E o mais impressionante, caboco, é que nosso futebol político consegue unir características que pareciam incompatíveis: patriotismo de fachada, lobby de bastidor, pregação religiosa, orçamento secreto, discurso antissistema financiado pelo próprio sistema e empresário investigado posando de salvador da pátria. É como se Brasília tivesse decidido transformar o Código Penal em regulamento esportivo.
E antes que algum torcedor partidário reclame do juiz, vale lembrar: Brasília troca de camisa com facilidade. O uniforme muda; o esquema tático do poder quase sempre permanece. O fisiologismo nacional joga em qualquer governo, com impressionante capacidade de adaptação tática.
Então resolvi escalar nossa verdadeira seleção nacional. Não a da FIFA. A da FIAsca.
Porque, convenhamos, se corrupção, escândalo, cinismo institucional e teatro patriótico valessem pontos no placar… o Brasil já teria levantado a taça em umas cinco Copas seguidas.
A escalação
No gol, claro, Jair Bolsonaro. Não porque defenda bem, mas porque vive dizendo que sofreu ataque. Todo lance ele cai no chão, mais do que o Neymar, olha para o árbitro, reclama do sistema e jura que a urna estava impedida. É o único goleiro do mundo que toma gol e culpa o VAR venezuelano.
Na zaga vêm Flávio Bolsonaro e Carlos Bolsonaro. Uma dupla sólida. Um frequentemente associado, segundo investigações e reportagens, ao escândalo das rachadinhas; o outro acusado por críticos de operar uma espécie de gabinete digital de ataques políticos, o gabinete do ódio. Não marcam atacante nenhum, mas vigiam ministro do STF até no aquecimento.
Pela lateral direita entra Eduardo Bolsonaro, nosso especialista em relações internacionais.
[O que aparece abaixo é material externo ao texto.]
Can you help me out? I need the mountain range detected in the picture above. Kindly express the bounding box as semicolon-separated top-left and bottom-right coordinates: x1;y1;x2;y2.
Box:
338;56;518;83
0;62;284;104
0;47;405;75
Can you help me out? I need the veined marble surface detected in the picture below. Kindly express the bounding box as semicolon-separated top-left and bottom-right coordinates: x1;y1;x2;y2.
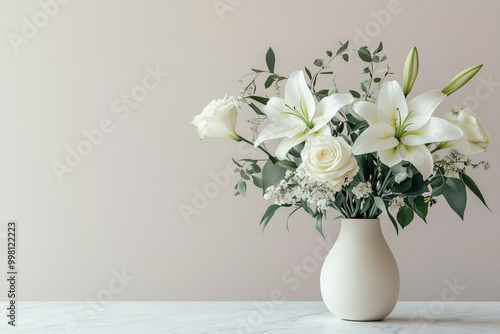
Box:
0;301;500;334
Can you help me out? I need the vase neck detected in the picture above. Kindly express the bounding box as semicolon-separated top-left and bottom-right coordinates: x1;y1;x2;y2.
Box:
339;218;383;238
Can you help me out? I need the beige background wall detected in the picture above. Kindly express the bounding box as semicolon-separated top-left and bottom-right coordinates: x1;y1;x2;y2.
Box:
0;0;500;301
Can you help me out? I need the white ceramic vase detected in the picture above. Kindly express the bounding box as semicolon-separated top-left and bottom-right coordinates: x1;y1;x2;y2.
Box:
320;219;399;321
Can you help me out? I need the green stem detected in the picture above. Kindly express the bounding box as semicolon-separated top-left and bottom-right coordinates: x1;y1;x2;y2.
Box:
238;135;278;164
379;171;391;196
332;203;348;218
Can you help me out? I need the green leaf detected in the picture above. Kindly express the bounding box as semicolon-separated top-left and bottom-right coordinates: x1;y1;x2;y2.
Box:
248;103;266;116
460;173;491;211
349;90;361;99
360;82;368;93
401;173;429;196
264;75;275;88
231;158;243;168
252;175;262;189
337;41;349;56
300;199;316;217
286;206;302;232
443;177;467;220
247;95;269;104
328;78;339;96
373;42;384;55
373;196;399;234
396;205;414;228
238;180;247;197
262;160;286;193
315;213;325;238
277;160;297;171
412;195;429;223
358;46;372;63
430;174;447;197
260;204;281;232
304;67;312;80
266;48;276;73
314;59;324;67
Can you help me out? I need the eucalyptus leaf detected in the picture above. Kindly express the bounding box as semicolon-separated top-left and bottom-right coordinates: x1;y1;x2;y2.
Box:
264;75;275;88
260;204;281;231
262;160;286;193
266;48;276;73
247;95;269;104
349;90;361;99
358;46;372;63
252;175;262;189
248;103;266;116
238;180;247;197
337;41;349;56
460;173;491;211
277;160;297;171
443;177;467;220
315;213;325;238
396;205;414;228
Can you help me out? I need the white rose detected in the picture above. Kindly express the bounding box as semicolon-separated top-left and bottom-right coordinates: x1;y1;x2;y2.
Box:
300;135;359;191
446;106;493;154
191;96;239;141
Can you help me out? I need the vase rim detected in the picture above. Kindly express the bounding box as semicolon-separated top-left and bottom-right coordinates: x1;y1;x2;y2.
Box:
341;218;380;222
Está passando uma temporada na gringa para ver se aprende inglês direito: já sabe dizer “fake news”, “deep state” e “God bless America” com sotaque da Flórida. Sonha jogar na Champions League do trumpismo.
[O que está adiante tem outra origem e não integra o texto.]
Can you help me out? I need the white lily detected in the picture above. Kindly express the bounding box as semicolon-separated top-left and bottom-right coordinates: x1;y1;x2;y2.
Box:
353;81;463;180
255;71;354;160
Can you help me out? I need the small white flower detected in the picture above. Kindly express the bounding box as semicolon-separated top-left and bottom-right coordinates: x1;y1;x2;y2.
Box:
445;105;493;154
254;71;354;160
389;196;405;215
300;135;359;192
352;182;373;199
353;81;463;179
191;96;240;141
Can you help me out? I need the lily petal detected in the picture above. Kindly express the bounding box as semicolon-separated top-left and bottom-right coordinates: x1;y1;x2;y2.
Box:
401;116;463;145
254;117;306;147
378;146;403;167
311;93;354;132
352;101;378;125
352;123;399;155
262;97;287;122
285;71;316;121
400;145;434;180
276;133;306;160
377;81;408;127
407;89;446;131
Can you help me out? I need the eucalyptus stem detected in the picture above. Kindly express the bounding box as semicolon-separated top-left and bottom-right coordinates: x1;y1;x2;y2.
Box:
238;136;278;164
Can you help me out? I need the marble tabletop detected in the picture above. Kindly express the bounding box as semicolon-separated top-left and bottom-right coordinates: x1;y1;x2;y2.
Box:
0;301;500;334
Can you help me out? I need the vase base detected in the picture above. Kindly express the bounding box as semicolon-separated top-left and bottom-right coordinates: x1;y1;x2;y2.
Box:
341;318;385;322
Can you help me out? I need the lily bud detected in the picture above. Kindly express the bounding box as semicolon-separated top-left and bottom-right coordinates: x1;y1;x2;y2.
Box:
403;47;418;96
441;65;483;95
Pela direita vem Paulo Bilynskyj. Aquele jogador que entra duro em qualquer dividida ideológica. Não importa se a jogada é sobre educação, cultura ou vacina: ele chega de coturno, voadora e live no Instagram. Desfalque mesmo só na lateral esquerda. Afinal, ninguém da extrema direita sonharia jogar na esquerda.
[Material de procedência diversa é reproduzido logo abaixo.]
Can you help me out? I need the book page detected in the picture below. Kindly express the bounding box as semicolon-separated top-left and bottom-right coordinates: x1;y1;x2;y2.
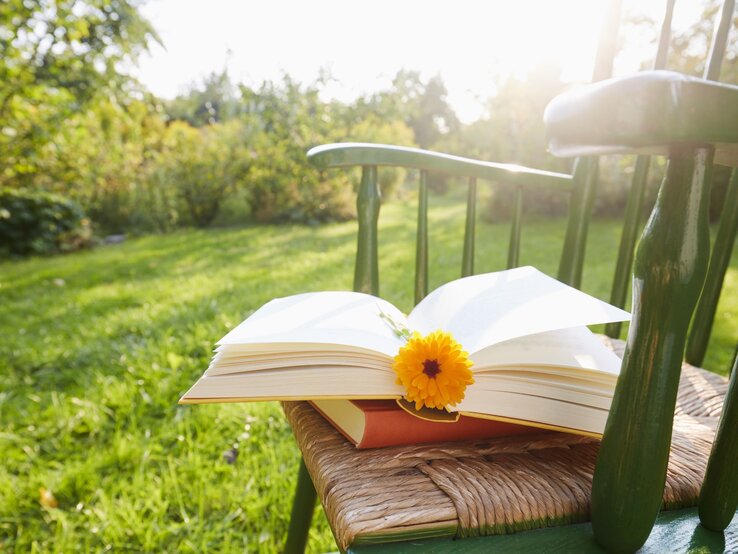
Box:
471;327;622;376
408;267;630;354
218;291;407;356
No meio-campo temos Ciro Nogueira e Davi Alcolumbre, os verdadeiros maestros da seleção. Não correm muito, mas distribuem orçamento com precisão de lançamento do Zico. Jogam em qualquer governo. Se amanhã Fidel Castro voltasse montado num unicórnio, eles negociariam a presidência da comissão técnica até o intervalo.
Mais avançado vem Sergio Moro conhecido como Marreco. Começou a carreira como árbitro, depois vestiu a camisa de um time, expulsou metade do campeonato e acabou virando comentarista da própria partida. É o único volante do mundo que prende o centroavante e depois aceita emprego no clube adversário — pelo menos segundo a torcida rival.
Na armação entra Nikolas Ferreira. Um jogador moderno: corre pouco, mas viraliza muito. Não precisa tocar na bola. Aliás, ele nem sabe onde fica o gol do adversário. Basta uma frase de efeito, um corte para o TikTok e pronto: metade do estádio acredita que o escanteio comunista ameaça a família brasileira.
Pela ponta temos Mario Frias, ex-galã de novela transformado em atacante do patriotismo performático. Corre olhando para a câmera. Joga para o algoritmo. Se pudesse, pediria replay cinematográfico até de lateral.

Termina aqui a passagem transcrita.